Like a chipped artefact, Shadow Guardian is a worthwhile find even if it's not in pristine condition.
The gun-slinging, tomb-raiding, treasure-hunting gameplay is filled with thrills and peppered with surprises, from a swim to an undersea temple to a harrowing escape from militiamen in the jungles of Indonesia.
It's an entertaining mix of action and exploration with a bit of light puzzle-solving thrown in to keep you on your toes. Yet, cumbersome action causes Shadow Guardian to be less enjoyable than expected.
The makings of a true action-adventure hero are in Jason Call, an unlucky captive of the maniacal Novik who rifles through Jason's memories searching for clues to a legendary artefact.

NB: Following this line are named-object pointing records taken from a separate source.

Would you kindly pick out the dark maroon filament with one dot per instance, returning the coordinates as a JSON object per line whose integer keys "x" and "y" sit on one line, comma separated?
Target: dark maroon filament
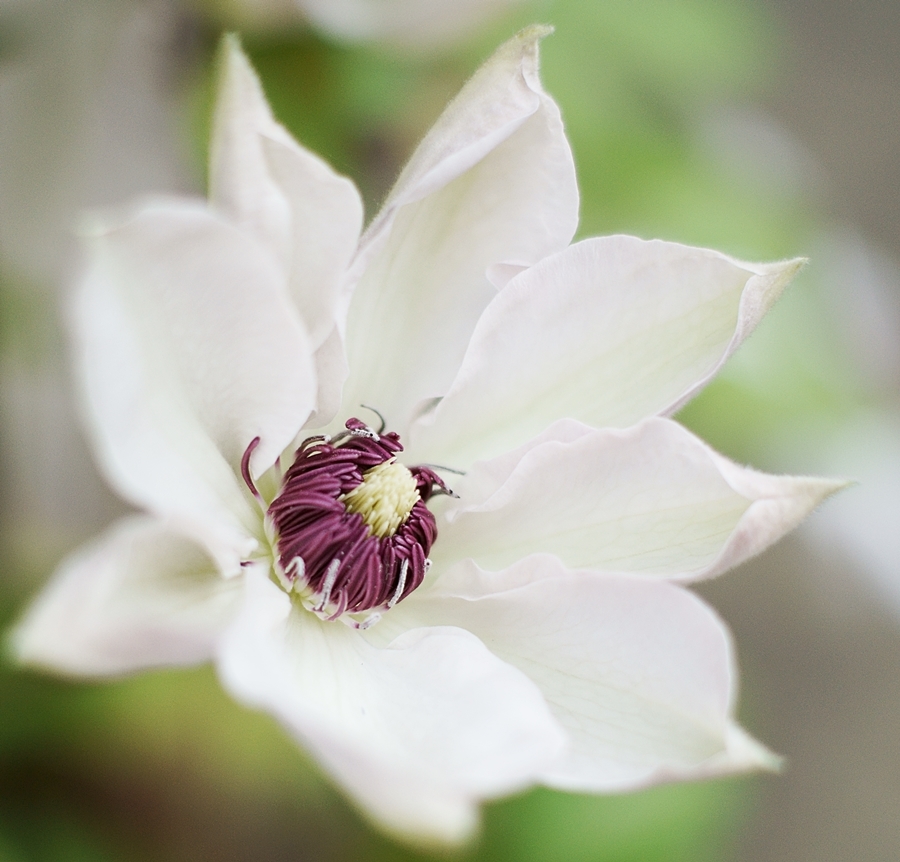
{"x": 345, "y": 565}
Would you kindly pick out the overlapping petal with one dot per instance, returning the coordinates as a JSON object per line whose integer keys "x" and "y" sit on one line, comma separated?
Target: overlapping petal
{"x": 639, "y": 672}
{"x": 492, "y": 183}
{"x": 652, "y": 499}
{"x": 417, "y": 730}
{"x": 188, "y": 347}
{"x": 308, "y": 216}
{"x": 141, "y": 596}
{"x": 609, "y": 331}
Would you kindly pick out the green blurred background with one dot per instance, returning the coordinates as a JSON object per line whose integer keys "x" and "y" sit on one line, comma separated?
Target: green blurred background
{"x": 765, "y": 130}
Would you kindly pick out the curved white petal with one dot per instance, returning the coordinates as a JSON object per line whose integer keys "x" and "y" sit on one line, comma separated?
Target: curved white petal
{"x": 493, "y": 182}
{"x": 295, "y": 205}
{"x": 188, "y": 348}
{"x": 640, "y": 673}
{"x": 416, "y": 731}
{"x": 414, "y": 24}
{"x": 609, "y": 331}
{"x": 653, "y": 500}
{"x": 141, "y": 596}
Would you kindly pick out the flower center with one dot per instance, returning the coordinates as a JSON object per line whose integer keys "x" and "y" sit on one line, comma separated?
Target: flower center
{"x": 384, "y": 498}
{"x": 352, "y": 531}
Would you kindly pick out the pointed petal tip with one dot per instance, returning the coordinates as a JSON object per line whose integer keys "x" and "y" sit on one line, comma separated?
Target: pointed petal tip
{"x": 535, "y": 32}
{"x": 814, "y": 490}
{"x": 744, "y": 753}
{"x": 523, "y": 48}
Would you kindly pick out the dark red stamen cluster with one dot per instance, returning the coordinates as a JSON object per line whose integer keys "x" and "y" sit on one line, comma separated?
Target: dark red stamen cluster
{"x": 348, "y": 568}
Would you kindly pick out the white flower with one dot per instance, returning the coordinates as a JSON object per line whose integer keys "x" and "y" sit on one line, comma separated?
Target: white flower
{"x": 548, "y": 643}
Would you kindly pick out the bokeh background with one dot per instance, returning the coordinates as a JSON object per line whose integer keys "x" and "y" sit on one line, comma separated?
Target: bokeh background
{"x": 764, "y": 129}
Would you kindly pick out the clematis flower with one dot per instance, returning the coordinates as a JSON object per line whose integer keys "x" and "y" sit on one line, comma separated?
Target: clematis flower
{"x": 486, "y": 596}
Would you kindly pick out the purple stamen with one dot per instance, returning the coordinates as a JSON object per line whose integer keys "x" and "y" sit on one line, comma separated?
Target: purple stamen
{"x": 331, "y": 550}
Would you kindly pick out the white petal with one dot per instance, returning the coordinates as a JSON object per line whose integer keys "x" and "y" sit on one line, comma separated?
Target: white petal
{"x": 639, "y": 672}
{"x": 609, "y": 331}
{"x": 416, "y": 25}
{"x": 653, "y": 500}
{"x": 416, "y": 731}
{"x": 141, "y": 596}
{"x": 493, "y": 182}
{"x": 188, "y": 348}
{"x": 308, "y": 216}
{"x": 326, "y": 220}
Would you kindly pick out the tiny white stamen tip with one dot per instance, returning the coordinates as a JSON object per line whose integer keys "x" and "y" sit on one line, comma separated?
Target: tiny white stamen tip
{"x": 330, "y": 578}
{"x": 368, "y": 622}
{"x": 401, "y": 584}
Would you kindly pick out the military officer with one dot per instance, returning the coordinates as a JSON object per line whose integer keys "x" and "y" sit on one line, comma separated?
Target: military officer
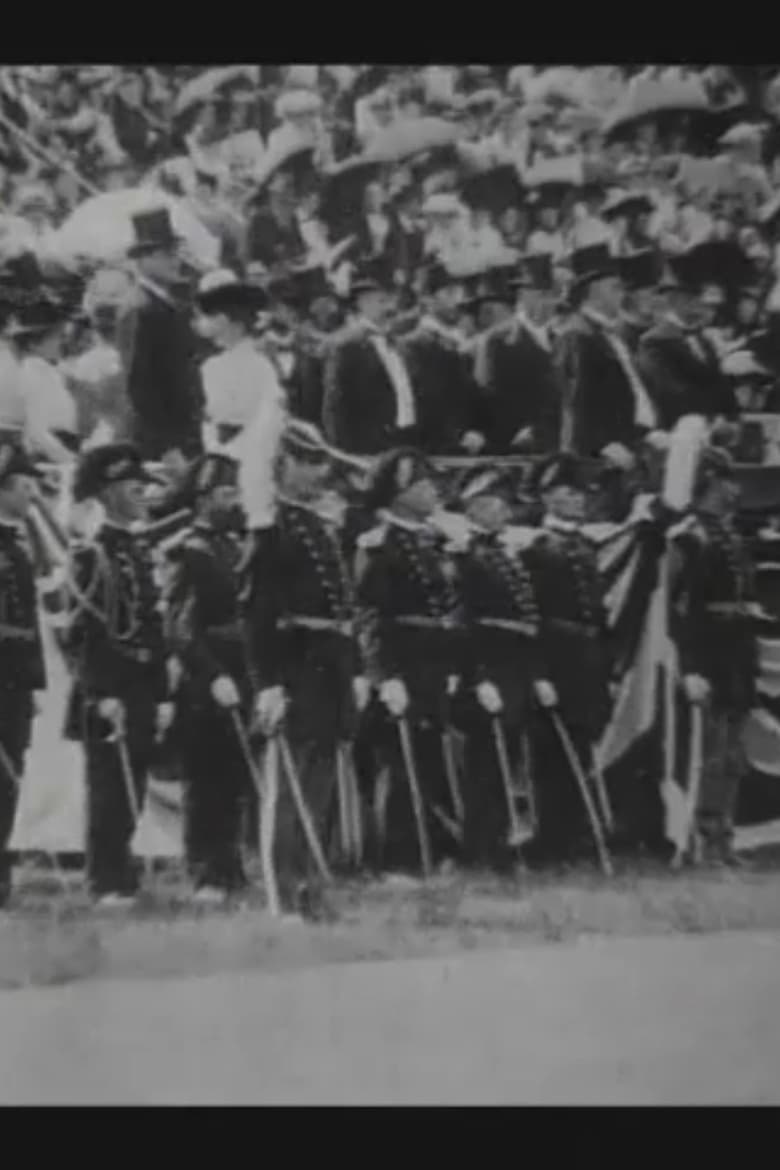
{"x": 121, "y": 702}
{"x": 564, "y": 569}
{"x": 504, "y": 670}
{"x": 21, "y": 652}
{"x": 413, "y": 635}
{"x": 304, "y": 659}
{"x": 713, "y": 616}
{"x": 206, "y": 634}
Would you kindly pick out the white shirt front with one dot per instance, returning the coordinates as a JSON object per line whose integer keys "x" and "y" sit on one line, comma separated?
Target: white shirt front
{"x": 236, "y": 383}
{"x": 644, "y": 414}
{"x": 405, "y": 410}
{"x": 50, "y": 405}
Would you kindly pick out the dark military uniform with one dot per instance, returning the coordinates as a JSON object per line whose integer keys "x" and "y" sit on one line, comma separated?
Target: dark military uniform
{"x": 207, "y": 635}
{"x": 299, "y": 613}
{"x": 564, "y": 569}
{"x": 116, "y": 644}
{"x": 715, "y": 633}
{"x": 502, "y": 647}
{"x": 413, "y": 633}
{"x": 21, "y": 673}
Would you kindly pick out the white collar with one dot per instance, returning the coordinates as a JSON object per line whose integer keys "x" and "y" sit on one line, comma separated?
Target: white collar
{"x": 156, "y": 289}
{"x": 554, "y": 524}
{"x": 599, "y": 319}
{"x": 448, "y": 332}
{"x": 411, "y": 525}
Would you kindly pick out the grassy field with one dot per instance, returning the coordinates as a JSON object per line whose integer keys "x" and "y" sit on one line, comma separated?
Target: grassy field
{"x": 50, "y": 936}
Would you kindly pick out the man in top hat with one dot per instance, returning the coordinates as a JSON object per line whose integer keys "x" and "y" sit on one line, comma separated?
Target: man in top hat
{"x": 22, "y": 670}
{"x": 607, "y": 407}
{"x": 207, "y": 638}
{"x": 713, "y": 596}
{"x": 573, "y": 630}
{"x": 370, "y": 401}
{"x": 437, "y": 358}
{"x": 517, "y": 370}
{"x": 413, "y": 642}
{"x": 504, "y": 675}
{"x": 239, "y": 382}
{"x": 301, "y": 635}
{"x": 303, "y": 315}
{"x": 640, "y": 274}
{"x": 157, "y": 345}
{"x": 678, "y": 363}
{"x": 119, "y": 701}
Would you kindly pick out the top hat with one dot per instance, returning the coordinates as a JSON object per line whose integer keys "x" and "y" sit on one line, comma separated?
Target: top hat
{"x": 559, "y": 470}
{"x": 152, "y": 229}
{"x": 101, "y": 467}
{"x": 14, "y": 460}
{"x": 640, "y": 269}
{"x": 593, "y": 262}
{"x": 222, "y": 291}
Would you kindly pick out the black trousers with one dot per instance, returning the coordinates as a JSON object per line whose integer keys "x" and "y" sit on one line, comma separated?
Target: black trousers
{"x": 15, "y": 728}
{"x": 399, "y": 837}
{"x": 216, "y": 786}
{"x": 110, "y": 826}
{"x": 564, "y": 832}
{"x": 487, "y": 824}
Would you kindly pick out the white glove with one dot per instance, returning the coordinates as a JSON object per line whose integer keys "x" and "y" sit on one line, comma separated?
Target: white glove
{"x": 225, "y": 692}
{"x": 697, "y": 689}
{"x": 489, "y": 697}
{"x": 270, "y": 708}
{"x": 473, "y": 441}
{"x": 545, "y": 693}
{"x": 361, "y": 692}
{"x": 619, "y": 456}
{"x": 523, "y": 436}
{"x": 394, "y": 696}
{"x": 165, "y": 713}
{"x": 112, "y": 710}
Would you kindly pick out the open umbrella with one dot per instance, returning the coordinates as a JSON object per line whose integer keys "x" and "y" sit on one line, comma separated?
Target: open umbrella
{"x": 409, "y": 137}
{"x": 650, "y": 98}
{"x": 101, "y": 228}
{"x": 208, "y": 84}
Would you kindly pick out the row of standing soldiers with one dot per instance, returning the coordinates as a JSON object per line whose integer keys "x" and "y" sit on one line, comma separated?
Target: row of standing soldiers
{"x": 432, "y": 666}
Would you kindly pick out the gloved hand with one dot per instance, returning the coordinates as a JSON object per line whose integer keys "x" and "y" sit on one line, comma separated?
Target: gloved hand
{"x": 546, "y": 694}
{"x": 618, "y": 455}
{"x": 165, "y": 713}
{"x": 225, "y": 692}
{"x": 394, "y": 696}
{"x": 269, "y": 708}
{"x": 697, "y": 689}
{"x": 361, "y": 692}
{"x": 473, "y": 441}
{"x": 112, "y": 710}
{"x": 489, "y": 697}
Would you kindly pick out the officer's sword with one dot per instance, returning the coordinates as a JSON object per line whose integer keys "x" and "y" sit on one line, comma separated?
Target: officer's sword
{"x": 416, "y": 796}
{"x": 582, "y": 784}
{"x": 11, "y": 772}
{"x": 690, "y": 837}
{"x": 303, "y": 809}
{"x": 516, "y": 834}
{"x": 450, "y": 768}
{"x": 267, "y": 796}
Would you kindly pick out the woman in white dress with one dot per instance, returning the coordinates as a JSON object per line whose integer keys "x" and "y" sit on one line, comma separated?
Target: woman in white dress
{"x": 246, "y": 405}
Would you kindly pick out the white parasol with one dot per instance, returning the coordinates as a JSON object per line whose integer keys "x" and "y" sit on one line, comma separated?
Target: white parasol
{"x": 101, "y": 228}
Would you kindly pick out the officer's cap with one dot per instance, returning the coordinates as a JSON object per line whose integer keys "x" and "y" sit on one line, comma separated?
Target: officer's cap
{"x": 101, "y": 467}
{"x": 395, "y": 473}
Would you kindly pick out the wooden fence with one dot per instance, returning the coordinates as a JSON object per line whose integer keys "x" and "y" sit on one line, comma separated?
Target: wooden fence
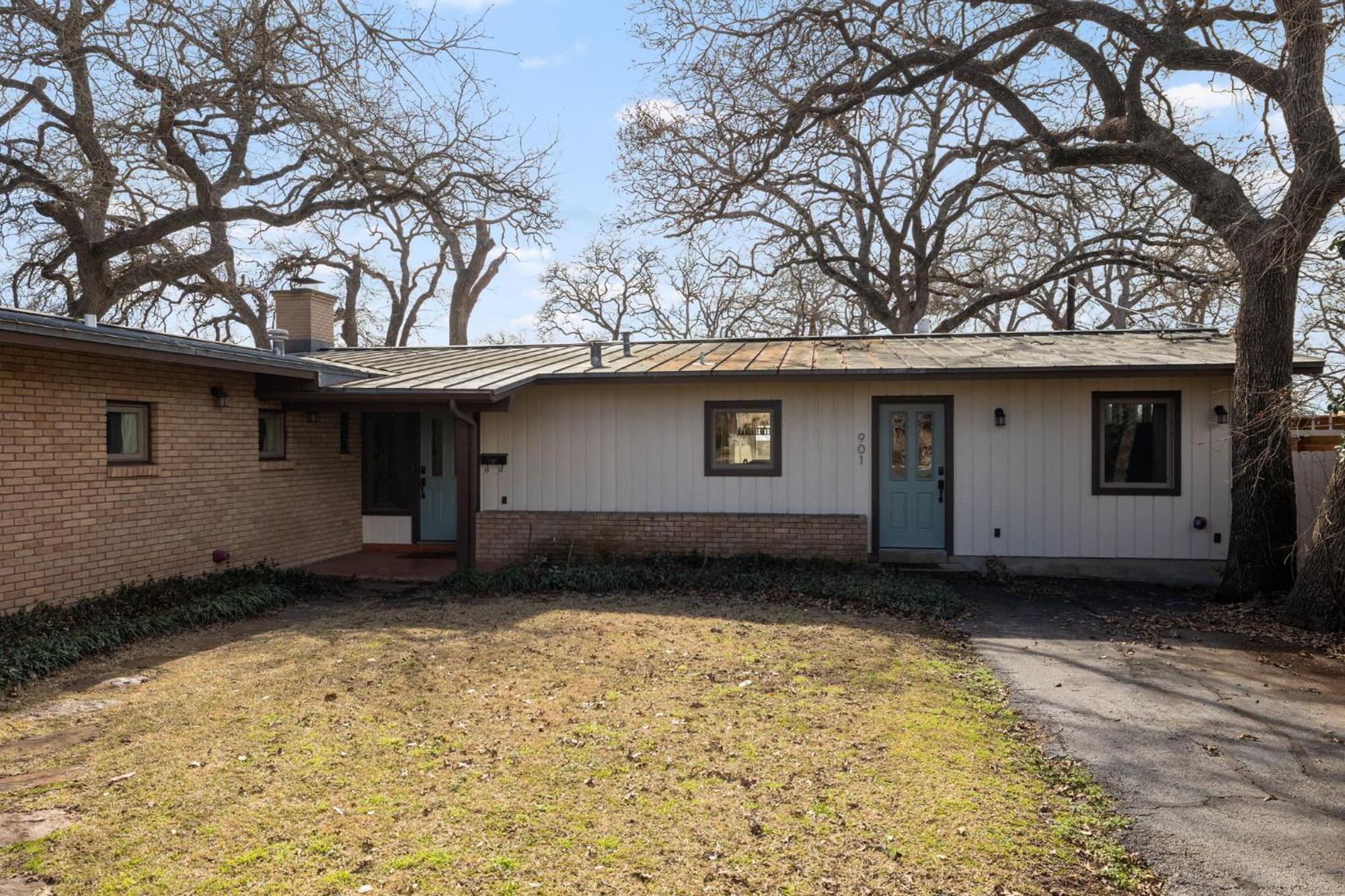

Each of the game's seven chapters plays out as one of Jason's memories - his escape from Indonesia, a trip to an Egyptian temple, a dive in the Red Sea, and other exploits that make the eyes widen and adrenaline flow.
Great level design has you scampering through temple ruins, shimmying across ledges, jumping over bottomless pits, and bypassing life-threatening booby traps. There's a wondrous sense of discovery as you move from room to room, scouting out a path to each temple's inner sanctum.
Exploration, which goes hand-in-hand with platforming, is by far the game's strength and it's to be played for this reason alone.
Solid controls ensure you always have a grip on Jason's actions, whether it's climbing up a column or leaping over spikes. Much of the platforming is done contextually with buttons that pop up when needed - a system that works well.
Kingdom of the crystal knuckleheads
Combat is not as polished, unfortunately. Rather than lacking any critical mechanics or possessing any glaring flaw, the action generally just feels less responsive than you might hope.
For instance, you can take cover behind certain objects by tapping a contextual button that appears on the screen -better still, you can roll between adjacent points of cover. While this is a great option, it's doesn't always work as expected - you might have to move around a bit before the cover button pops up or you snap to the wrong side of a over point.
Shootouts are similarly unrefined. There's a nice range of weapons and you're able to issue awesome-looking melee attacks when close to enemies, but it doesn't feel tight. You end up wrestling with the crosshairs too much to get a good shot and it just never comes together in a fluid way.
Smile for the camera
Regardless, the adventure is a compelling one and exploring sprawling ruins more than offsets the unpolished action.
A cinematic style - dramatic camera angles, detailed graphics, and convincing animations - helps draw you into the game, too, heightening the excitement of entering a temple for the first time or highlighting successful completion of a puzzle. The graphics are good, with lots of detailed character models, large environments, and special effects.
Ultimately, Shadow Guardian finds fortune and glory with entertaining exploration, even if its action leaves something to be desired.